[foreign-abi] On invokers

Tue Sep 24 09:42:26 UTC 2019

Yes, you're right that this is not the ultimate solution. It's 
'programmable' in the sense that what was previously hard-coded inside 
the VM code is now passed in dynamically from Java through the API, and 
defined by a particular ABIDescriptor.

These changes are meant to clean up some of the existing technological 
debt we have in the UNI API. The 'programmability' is merely improved to 
be able to describe the quirks in the existing ABIs using more general, 
and hopefully broadly applicable concepts.
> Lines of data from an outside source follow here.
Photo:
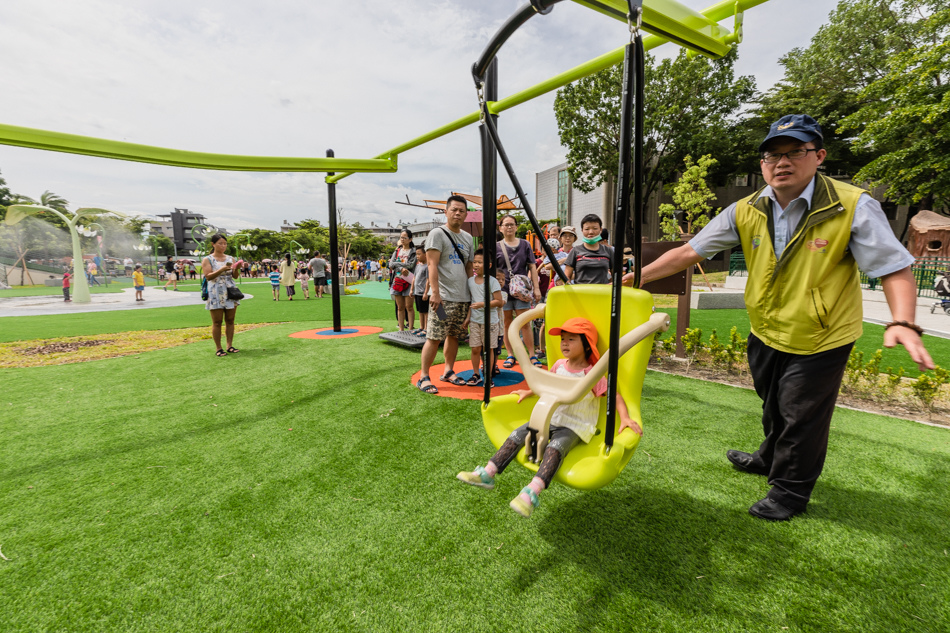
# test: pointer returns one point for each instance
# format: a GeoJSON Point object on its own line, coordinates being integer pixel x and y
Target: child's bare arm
{"type": "Point", "coordinates": [496, 300]}
{"type": "Point", "coordinates": [522, 394]}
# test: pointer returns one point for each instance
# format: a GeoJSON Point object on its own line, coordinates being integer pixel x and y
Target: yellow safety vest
{"type": "Point", "coordinates": [809, 299]}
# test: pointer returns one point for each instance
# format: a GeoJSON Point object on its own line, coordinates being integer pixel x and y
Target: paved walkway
{"type": "Point", "coordinates": [154, 296]}
{"type": "Point", "coordinates": [875, 307]}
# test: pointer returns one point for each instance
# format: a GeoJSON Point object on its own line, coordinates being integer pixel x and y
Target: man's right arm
{"type": "Point", "coordinates": [432, 258]}
{"type": "Point", "coordinates": [721, 233]}
{"type": "Point", "coordinates": [670, 263]}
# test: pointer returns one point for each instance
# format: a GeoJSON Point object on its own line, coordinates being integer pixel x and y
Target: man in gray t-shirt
{"type": "Point", "coordinates": [449, 251]}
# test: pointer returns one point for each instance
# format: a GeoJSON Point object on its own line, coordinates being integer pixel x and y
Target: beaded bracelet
{"type": "Point", "coordinates": [912, 326]}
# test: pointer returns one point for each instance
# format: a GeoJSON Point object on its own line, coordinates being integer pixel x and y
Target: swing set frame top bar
{"type": "Point", "coordinates": [667, 19]}
{"type": "Point", "coordinates": [613, 8]}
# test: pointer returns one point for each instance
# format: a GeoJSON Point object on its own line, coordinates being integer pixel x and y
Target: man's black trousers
{"type": "Point", "coordinates": [798, 395]}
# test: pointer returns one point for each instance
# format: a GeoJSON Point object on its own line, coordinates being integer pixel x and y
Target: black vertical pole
{"type": "Point", "coordinates": [621, 219]}
{"type": "Point", "coordinates": [334, 254]}
{"type": "Point", "coordinates": [489, 216]}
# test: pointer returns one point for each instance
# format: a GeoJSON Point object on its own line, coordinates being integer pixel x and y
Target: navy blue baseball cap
{"type": "Point", "coordinates": [797, 126]}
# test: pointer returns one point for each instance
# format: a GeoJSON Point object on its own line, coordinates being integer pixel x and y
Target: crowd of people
{"type": "Point", "coordinates": [445, 276]}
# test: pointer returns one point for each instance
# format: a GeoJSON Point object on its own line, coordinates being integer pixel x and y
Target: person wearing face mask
{"type": "Point", "coordinates": [566, 238]}
{"type": "Point", "coordinates": [589, 263]}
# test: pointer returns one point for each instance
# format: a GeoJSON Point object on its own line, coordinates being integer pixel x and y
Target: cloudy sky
{"type": "Point", "coordinates": [293, 78]}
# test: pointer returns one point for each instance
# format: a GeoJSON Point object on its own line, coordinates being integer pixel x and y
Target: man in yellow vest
{"type": "Point", "coordinates": [804, 236]}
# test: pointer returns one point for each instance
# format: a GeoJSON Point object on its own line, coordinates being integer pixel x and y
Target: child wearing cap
{"type": "Point", "coordinates": [138, 280]}
{"type": "Point", "coordinates": [275, 281]}
{"type": "Point", "coordinates": [570, 424]}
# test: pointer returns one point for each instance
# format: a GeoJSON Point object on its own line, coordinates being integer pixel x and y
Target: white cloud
{"type": "Point", "coordinates": [294, 78]}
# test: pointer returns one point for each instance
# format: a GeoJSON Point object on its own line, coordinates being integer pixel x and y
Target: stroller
{"type": "Point", "coordinates": [942, 286]}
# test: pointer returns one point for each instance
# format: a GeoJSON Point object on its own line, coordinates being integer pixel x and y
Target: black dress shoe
{"type": "Point", "coordinates": [771, 510]}
{"type": "Point", "coordinates": [745, 463]}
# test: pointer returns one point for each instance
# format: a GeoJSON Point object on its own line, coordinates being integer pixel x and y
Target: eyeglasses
{"type": "Point", "coordinates": [774, 157]}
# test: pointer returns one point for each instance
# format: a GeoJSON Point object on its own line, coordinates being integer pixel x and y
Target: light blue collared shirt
{"type": "Point", "coordinates": [875, 249]}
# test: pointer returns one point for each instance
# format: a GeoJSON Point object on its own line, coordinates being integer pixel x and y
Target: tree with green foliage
{"type": "Point", "coordinates": [692, 108]}
{"type": "Point", "coordinates": [6, 197]}
{"type": "Point", "coordinates": [905, 120]}
{"type": "Point", "coordinates": [691, 195]}
{"type": "Point", "coordinates": [828, 79]}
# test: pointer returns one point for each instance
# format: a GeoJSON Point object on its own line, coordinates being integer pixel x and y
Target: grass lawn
{"type": "Point", "coordinates": [306, 486]}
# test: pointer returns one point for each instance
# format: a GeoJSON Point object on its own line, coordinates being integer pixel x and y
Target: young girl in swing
{"type": "Point", "coordinates": [570, 423]}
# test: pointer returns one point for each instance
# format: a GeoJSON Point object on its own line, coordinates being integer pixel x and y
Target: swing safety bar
{"type": "Point", "coordinates": [553, 390]}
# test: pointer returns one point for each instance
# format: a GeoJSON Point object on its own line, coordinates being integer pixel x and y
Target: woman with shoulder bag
{"type": "Point", "coordinates": [518, 275]}
{"type": "Point", "coordinates": [288, 275]}
{"type": "Point", "coordinates": [223, 296]}
{"type": "Point", "coordinates": [402, 264]}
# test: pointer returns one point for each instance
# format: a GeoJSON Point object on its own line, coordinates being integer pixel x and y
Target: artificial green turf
{"type": "Point", "coordinates": [131, 502]}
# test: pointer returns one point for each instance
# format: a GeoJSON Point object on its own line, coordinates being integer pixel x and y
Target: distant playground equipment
{"type": "Point", "coordinates": [666, 20]}
{"type": "Point", "coordinates": [18, 212]}
{"type": "Point", "coordinates": [405, 338]}
{"type": "Point", "coordinates": [329, 333]}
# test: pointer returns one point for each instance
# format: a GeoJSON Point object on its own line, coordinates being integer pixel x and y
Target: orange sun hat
{"type": "Point", "coordinates": [579, 325]}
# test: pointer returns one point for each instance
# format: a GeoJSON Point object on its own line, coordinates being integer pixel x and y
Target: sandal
{"type": "Point", "coordinates": [523, 508]}
{"type": "Point", "coordinates": [430, 388]}
{"type": "Point", "coordinates": [451, 377]}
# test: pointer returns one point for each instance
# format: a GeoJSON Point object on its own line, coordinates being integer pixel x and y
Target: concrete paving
{"type": "Point", "coordinates": [875, 306]}
{"type": "Point", "coordinates": [154, 297]}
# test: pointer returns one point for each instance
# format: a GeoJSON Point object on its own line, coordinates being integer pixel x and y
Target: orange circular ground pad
{"type": "Point", "coordinates": [514, 380]}
{"type": "Point", "coordinates": [345, 332]}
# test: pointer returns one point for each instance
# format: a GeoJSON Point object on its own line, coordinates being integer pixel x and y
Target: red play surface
{"type": "Point", "coordinates": [448, 390]}
{"type": "Point", "coordinates": [348, 331]}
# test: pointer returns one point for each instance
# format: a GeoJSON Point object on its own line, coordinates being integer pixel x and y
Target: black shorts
{"type": "Point", "coordinates": [422, 305]}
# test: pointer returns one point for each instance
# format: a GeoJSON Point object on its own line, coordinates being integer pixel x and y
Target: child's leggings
{"type": "Point", "coordinates": [561, 441]}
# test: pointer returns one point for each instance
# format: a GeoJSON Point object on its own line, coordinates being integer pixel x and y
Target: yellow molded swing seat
{"type": "Point", "coordinates": [587, 466]}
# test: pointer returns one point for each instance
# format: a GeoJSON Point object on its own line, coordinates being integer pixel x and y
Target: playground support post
{"type": "Point", "coordinates": [334, 255]}
{"type": "Point", "coordinates": [488, 91]}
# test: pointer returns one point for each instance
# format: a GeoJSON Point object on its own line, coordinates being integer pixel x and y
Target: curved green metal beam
{"type": "Point", "coordinates": [716, 12]}
{"type": "Point", "coordinates": [685, 25]}
{"type": "Point", "coordinates": [75, 144]}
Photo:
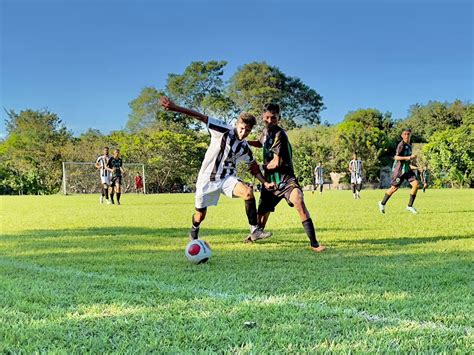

I noticed that there is a mismatch between a C-level function descriptor 
and an ABI-level function descriptor, for instance in the case of 
meta-arguments. The current problem is that we give an un-altered 
descriptor to UNI to work with, and then expect the invoker to work out 
the mapping to an ABI-level call, which is inherently ABI-specific. This 
patch adds another layer in between; it's the job of the ABI 
implementation to adapt from the C-level descriptor to the ABI-level 
descriptor. We need to extend the invoker API to provided the right 
primitives for the ABI impl to do that. The API supports creating a 
MethodHandle for an ABI-level call, which is then adapted to C-level by 
the particular ABI impl.

If more programmability is needed in the future this can be added. As 
you say, likely in the areas of Bindings and ABIDescriptor + stub 
generation :). This is just intended to be the next iteration in the 
process.

If you want to do a SysV port that would be much appreciated :). In 
principle everything in the `programmable` package, except for 
CallArranger is a part of the API, though there should be no need to 
interact directly with BindingInterpreter and BufferLayout. So, if you 
want to do a port the only thing you should have to do is add a SysV 
version of CallArranger, (which I based on CallingSequenceBuilderImpl, 
so that's probably a good place to start) and then call that from 
SysVx64ABI.

The things to do are;

1.) Create a SysV ABIDescriptor instance (make sure to add RAX as an 
input storage). The x86_64Architecture class has the `abiFor` method to 
do this

2.) Add a method that takes a C-level FunctionDescriptor + MethodType 
and creates an ABI-level MethodHandle for this using the invoker API, 
and then adapts this back to a C-level MethodHandle. You have to add 
meta-arguments manually (see CallArranger::arrangeDowncall for an 
example with in-memory return).

3.) When generating bindings, map storage indices to VMStorage instances 
using the ABIDescriptor instance you created + StorageClasses defined in 
x86_64Architecture (to get the right VMStorage[] index).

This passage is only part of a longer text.